What is up with families in America? Aren't there any parents anywhere who actually know their kids and what they are up to? Two recent news items compel me to ask the questions. One is somewhat lighthearted with a happy ending; the other is tragic.
Item One: Yesterday the Fox News Network burned over two hours of continuous coverage of a bizarre tale. It seems that a six year old boy was thought to be in the basket of a helium weather balloon built by his storm-chaser dad. The balloon escaped from the youngster's back yard, allegedly with the boy in it. Helicopters followed the balloon for nearly fifty miles while various news personalities kept up a running commentary of mindless speculation.
When the balloon finally dropped safely back to earth, breathless chasers reported that the boy was not on board after all. Then the real search began, only to discover the boy had been back home in the attic of the garage. He supposedly presented himself innocently to his supposedly distraught parents in the living room where they waited for news about him. I say supposedly (twice) because later that night on Larry King's show, the six year old let slip that he had been hiding in the attic because, "You had said we did this for a show."
True enough, this atypical American family has been on a reality show twice, and the dad produces something on YouTube. My guess is that this was some kind of stunt, either planned by the whole family, or maybe perpetrated by two young boys who accidentally let their Dad's fancy balloon get away. Being accustomed to make-believe at a high level of production, the two boys might have enough smarts to pull off something like that.

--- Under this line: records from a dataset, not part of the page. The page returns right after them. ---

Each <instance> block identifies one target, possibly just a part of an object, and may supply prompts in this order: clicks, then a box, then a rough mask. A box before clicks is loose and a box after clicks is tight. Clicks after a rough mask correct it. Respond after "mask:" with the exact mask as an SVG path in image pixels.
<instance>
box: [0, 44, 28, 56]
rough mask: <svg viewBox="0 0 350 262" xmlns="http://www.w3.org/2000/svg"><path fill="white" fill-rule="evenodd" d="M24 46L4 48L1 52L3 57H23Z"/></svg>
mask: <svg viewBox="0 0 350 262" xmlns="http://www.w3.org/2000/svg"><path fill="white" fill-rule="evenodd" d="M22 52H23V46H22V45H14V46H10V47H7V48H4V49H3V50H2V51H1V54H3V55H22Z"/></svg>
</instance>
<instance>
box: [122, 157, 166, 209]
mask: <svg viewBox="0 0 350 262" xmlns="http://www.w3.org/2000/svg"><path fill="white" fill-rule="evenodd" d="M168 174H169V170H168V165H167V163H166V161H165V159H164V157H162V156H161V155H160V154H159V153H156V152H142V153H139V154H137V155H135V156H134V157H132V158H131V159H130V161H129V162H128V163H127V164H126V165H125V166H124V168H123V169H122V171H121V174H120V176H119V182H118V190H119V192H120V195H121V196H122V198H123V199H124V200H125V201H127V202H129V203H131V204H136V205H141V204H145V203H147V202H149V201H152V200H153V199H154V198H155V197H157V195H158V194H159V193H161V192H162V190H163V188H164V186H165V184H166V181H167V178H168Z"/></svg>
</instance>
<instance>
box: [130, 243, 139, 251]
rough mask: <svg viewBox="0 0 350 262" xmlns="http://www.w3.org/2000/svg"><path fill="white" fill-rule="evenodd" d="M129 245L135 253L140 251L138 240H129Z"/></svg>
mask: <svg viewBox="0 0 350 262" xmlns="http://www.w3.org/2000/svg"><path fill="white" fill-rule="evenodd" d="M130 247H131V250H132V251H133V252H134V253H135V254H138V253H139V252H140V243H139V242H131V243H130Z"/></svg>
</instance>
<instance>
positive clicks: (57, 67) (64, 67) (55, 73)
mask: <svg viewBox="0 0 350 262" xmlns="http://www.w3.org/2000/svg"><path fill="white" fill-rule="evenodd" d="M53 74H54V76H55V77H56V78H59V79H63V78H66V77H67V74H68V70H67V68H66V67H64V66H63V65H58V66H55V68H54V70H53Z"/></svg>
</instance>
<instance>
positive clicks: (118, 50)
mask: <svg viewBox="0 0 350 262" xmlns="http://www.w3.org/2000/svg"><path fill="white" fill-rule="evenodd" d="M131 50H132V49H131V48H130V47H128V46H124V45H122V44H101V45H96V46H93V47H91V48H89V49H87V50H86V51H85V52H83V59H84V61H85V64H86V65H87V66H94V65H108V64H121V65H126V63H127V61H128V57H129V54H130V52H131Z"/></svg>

Item Two: A mother of one of the Columbine High School murderers is breaking her silence. Dylan Klebold's Mom writes in an article coming in next month's Oprah Magazine, "From the writings Dylan left behind, criminal psychologists have concluded that he was depressed and suicidal. When I first saw copied pages of these writings, they broke my heart. I'd had no inkling of the battle Dylan was waging in his mind." I realize that teens think many things, perhaps fight many battles in their minds that their parents might miss. I raised three kids and we all got through the teen years alive, so I know whereof I speak. But I would pray to God that I would not be so blind as to miss the signs that my child was suicidal. (My grown-up kids may be reading this, so I am prepared to hear from them that I am wrong.)
My heart aches for Mrs. Klebold. I do not wish to add to her sorrow by suggesting that anything she and her husband did or did not do contributed to the tragedy. However, the reporting that came out soon after the incident revealed several clear indications that the boys were not doing well. My question is this: If Dylan had been at the supper table with his family every night; if he and his father had spent regular time together in common interests; if there had been no sanctuary where a teenage boy could stockpile weapons and ammunition, would the outcome have been different?
I don't know that either one of these families is Christian. If they are not, their behavior can not be judged by Scripture. They may simply be the product of our sad secular society. But for Christians, the lesson is stark. An old TV commercial used to ask, "It's eleven o'clock; do you know where you children are?" In a day when most teens have easy access to private transportation, the answer is more often than not, "No." Sadly, surveys of Christian homes reveal that few families sit together for even one meal a day. My experience as a Christian school teacher (and parent of teens) suggests that most teens spend several evenings per week in unsupervised travel with their peers.
The Apostle Paul instructs Ephesian parents to bring up children in the nurture and admonition of the Lord. In Deuteronomy Moses asks parents to keep the law of God before their children when they come in and when they go out. I fear Christian parents in America are too much bedazzled by the culture of Madison Avenue and Hollywood when it comes to raising their children. Two simple steps could make a world of difference in the next generation: eat supper every night as a family (with meaningful conversation around the table,) and limit the amount of time and mileage teens get in the privacy of an automobile.
Is this an old-fashioned idea? Yup. And decidedly Biblical. To keep your kids away from balloons and bombs, crank up the stove and shut down the car. Ya think?